Against his expressed wishes, Gilmore received several stays of execution through the efforts of the American Civil Liberties Union. The last of these occurred just hours before the rescheduled execution date of January 17. That stay was overturned at 7:30 a.m., and the execution was allowed to proceed as planned. At a board of pardons hearing in November 1976, Gilmore said of the efforts by the ACLU and others to prevent his execution: "They always want to get in on the act. I don't think they have ever really done anything effective in their lives.
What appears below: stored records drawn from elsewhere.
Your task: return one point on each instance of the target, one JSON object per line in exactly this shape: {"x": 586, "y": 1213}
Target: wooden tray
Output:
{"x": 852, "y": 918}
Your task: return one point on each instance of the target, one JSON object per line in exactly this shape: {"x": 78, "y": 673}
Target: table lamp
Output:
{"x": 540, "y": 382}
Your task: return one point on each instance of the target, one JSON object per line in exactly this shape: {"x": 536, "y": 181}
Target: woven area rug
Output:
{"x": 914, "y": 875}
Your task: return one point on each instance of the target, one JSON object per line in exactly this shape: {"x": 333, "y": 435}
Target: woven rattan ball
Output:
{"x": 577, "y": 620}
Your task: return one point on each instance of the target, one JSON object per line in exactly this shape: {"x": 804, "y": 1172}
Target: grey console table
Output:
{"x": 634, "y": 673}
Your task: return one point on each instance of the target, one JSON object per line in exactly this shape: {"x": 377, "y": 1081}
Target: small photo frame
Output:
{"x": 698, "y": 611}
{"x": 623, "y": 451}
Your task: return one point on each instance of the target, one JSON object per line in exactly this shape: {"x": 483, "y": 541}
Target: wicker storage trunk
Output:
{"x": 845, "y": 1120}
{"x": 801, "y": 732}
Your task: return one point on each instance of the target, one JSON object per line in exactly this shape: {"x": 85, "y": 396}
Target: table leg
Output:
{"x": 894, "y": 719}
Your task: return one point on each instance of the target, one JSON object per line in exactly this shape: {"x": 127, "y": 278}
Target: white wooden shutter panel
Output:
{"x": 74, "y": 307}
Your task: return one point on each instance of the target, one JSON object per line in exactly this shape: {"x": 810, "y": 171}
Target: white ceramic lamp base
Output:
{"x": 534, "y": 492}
I would like them all—including that group of reverends and rabbis from Salt Lake City—to butt out. This is my life and this is my death. It's been sanctioned by the courts that I die and I accept that."
During the time Gilmore was on death row awaiting his execution, he attempted suicide twice; the first time on November 16 after the first stay was issued, and again one month later on December 16.